Really I should say clearing as writing. Or even better, clearing as pre-writing. It’s not easy, coming off the five or even ten years of writing the novel of my great grandfather’s life. It’s like he’s been riding me, on my back all that time. And now — whooph! Loose ends. Shouldn’t I be plunging into the next idea? Turns out, no. Well, yes-and-no. Love the idea, have done bits of writing, some research, but I feel, I KNOW it is too soon. I find I am at this stage, described by Eric Maisel,
When you choose an idea to work on, what is appropriate to know is that you largely do not know what is about to happen… the artist who is more interested in creating deeply than in ridding herself of anxiety will refuse to know too soon. She will remain with doubts, worries, questions, and the burning desire to realize herself… This is the chaos working, the necessary chaos…
I found that quote in the Mslexia magazine diary of 2006 (how loyal I am, a subscriber from the start! And the diary is a great aid, every year.)

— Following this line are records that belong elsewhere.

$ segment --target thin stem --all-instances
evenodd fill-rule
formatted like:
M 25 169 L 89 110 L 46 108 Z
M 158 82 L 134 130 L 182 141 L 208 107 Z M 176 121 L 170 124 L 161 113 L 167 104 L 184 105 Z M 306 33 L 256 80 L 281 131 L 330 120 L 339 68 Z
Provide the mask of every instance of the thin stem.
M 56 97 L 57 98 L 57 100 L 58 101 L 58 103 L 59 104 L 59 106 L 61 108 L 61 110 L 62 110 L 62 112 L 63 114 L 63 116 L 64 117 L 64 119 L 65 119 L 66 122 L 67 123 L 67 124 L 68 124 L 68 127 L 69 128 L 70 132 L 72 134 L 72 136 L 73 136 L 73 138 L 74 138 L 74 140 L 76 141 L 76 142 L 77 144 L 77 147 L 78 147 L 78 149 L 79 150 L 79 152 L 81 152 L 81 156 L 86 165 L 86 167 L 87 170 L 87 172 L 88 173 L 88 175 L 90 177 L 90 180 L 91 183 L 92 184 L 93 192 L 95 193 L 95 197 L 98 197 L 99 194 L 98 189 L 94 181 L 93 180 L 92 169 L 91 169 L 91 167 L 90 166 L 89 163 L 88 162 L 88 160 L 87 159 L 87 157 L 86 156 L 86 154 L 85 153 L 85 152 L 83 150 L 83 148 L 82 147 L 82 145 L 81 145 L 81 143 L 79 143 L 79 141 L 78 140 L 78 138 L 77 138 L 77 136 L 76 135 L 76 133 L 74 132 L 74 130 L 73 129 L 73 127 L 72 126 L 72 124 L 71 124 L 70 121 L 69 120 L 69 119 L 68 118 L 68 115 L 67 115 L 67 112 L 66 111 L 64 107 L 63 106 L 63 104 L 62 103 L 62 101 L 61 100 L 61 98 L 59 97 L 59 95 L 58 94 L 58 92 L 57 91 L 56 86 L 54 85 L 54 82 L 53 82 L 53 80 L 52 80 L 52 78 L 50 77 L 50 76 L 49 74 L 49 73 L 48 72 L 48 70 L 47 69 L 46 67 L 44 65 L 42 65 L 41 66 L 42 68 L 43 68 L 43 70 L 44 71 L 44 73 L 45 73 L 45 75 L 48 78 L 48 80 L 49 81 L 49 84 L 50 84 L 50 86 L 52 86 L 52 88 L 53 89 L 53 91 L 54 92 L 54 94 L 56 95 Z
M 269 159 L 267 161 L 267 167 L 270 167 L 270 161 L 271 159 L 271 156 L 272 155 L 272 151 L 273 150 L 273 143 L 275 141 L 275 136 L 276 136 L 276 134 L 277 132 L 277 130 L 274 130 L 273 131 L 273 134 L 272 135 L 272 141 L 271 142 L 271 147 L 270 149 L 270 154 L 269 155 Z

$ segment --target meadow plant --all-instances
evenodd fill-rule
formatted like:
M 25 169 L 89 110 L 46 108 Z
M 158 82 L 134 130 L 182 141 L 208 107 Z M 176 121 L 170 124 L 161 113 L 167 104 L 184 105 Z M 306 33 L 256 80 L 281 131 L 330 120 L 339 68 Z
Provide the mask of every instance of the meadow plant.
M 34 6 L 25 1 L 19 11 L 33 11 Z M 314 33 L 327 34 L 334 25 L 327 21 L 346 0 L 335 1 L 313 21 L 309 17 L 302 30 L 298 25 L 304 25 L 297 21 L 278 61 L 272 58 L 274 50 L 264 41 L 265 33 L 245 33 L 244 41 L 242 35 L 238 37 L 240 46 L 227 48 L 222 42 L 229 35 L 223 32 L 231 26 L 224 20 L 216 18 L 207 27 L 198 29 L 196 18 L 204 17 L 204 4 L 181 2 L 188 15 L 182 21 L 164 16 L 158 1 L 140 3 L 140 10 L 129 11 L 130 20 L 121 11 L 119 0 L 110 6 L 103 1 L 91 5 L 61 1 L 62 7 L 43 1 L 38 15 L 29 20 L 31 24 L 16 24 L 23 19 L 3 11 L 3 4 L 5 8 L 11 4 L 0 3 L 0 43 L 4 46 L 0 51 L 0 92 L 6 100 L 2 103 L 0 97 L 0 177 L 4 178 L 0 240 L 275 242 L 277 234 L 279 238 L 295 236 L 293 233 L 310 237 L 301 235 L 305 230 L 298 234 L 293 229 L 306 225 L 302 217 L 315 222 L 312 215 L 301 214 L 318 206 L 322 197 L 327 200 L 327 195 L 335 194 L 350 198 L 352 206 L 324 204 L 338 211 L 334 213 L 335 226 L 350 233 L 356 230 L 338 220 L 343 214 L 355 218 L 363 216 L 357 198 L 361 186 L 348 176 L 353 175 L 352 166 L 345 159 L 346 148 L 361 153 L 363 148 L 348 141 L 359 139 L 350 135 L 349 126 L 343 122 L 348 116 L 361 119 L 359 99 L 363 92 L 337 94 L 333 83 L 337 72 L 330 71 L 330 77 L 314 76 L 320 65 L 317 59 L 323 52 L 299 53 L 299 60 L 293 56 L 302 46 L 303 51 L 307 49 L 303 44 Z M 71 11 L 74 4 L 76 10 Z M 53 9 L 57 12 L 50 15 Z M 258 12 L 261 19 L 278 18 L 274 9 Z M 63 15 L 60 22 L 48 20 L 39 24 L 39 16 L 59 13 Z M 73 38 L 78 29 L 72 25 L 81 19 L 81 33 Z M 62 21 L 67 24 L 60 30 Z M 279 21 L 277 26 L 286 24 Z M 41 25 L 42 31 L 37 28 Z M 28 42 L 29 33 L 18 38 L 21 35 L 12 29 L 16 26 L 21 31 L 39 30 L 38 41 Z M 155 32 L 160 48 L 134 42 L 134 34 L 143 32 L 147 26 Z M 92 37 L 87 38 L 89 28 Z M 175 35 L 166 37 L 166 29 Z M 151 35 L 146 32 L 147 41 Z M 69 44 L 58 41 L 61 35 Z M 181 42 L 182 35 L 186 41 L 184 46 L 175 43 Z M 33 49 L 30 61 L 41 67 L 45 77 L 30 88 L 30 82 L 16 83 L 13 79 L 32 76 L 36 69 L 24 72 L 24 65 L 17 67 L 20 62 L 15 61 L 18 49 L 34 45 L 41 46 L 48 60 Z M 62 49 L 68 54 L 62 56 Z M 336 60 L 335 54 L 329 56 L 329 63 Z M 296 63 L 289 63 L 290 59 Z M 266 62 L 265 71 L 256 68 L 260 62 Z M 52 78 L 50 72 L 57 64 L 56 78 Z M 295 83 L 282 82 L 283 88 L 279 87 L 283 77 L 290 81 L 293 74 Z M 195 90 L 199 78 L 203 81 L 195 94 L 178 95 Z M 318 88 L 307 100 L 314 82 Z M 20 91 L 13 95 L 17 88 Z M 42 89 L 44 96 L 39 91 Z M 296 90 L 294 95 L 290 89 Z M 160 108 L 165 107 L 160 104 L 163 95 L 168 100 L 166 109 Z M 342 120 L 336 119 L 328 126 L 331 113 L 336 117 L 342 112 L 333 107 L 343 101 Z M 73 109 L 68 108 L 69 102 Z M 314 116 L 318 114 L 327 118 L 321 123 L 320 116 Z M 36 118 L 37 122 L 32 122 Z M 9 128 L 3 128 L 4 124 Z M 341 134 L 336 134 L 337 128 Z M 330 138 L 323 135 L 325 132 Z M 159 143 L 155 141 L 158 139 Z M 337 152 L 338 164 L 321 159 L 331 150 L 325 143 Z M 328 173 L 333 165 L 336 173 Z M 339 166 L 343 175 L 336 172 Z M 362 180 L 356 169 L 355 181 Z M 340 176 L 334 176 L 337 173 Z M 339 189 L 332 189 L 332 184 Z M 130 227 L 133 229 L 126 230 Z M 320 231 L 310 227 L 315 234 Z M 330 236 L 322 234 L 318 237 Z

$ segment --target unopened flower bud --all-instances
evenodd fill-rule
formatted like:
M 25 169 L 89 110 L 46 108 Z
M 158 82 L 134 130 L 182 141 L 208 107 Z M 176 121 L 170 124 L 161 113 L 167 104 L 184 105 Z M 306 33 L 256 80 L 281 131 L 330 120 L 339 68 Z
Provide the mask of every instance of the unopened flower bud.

Instead of writing I am clearing my bookshelves. It is a psychological and mythological truth that sorting is a psychic task. So, my physical urge and my inner state are definitely together in this. Out they go, years and years of teaching materials, winnowing them down to one or two… maybe three binders. Many of the how-to-write books that helped me write and teach, clear out! Clippings and Good Ideas (from ten years ago?!), gone! Goodness knows the quantity of trees the paper represents. All I do know is that my heart is delighted, satisfied, with the empty plastic pages and the binders, and it loves sticking blank labels over the written ones. What does it want? What do I want? Space.
Time for a tiny bit of the constructive to balance this: I’ve added an autumn haiku to so still, my haiku page.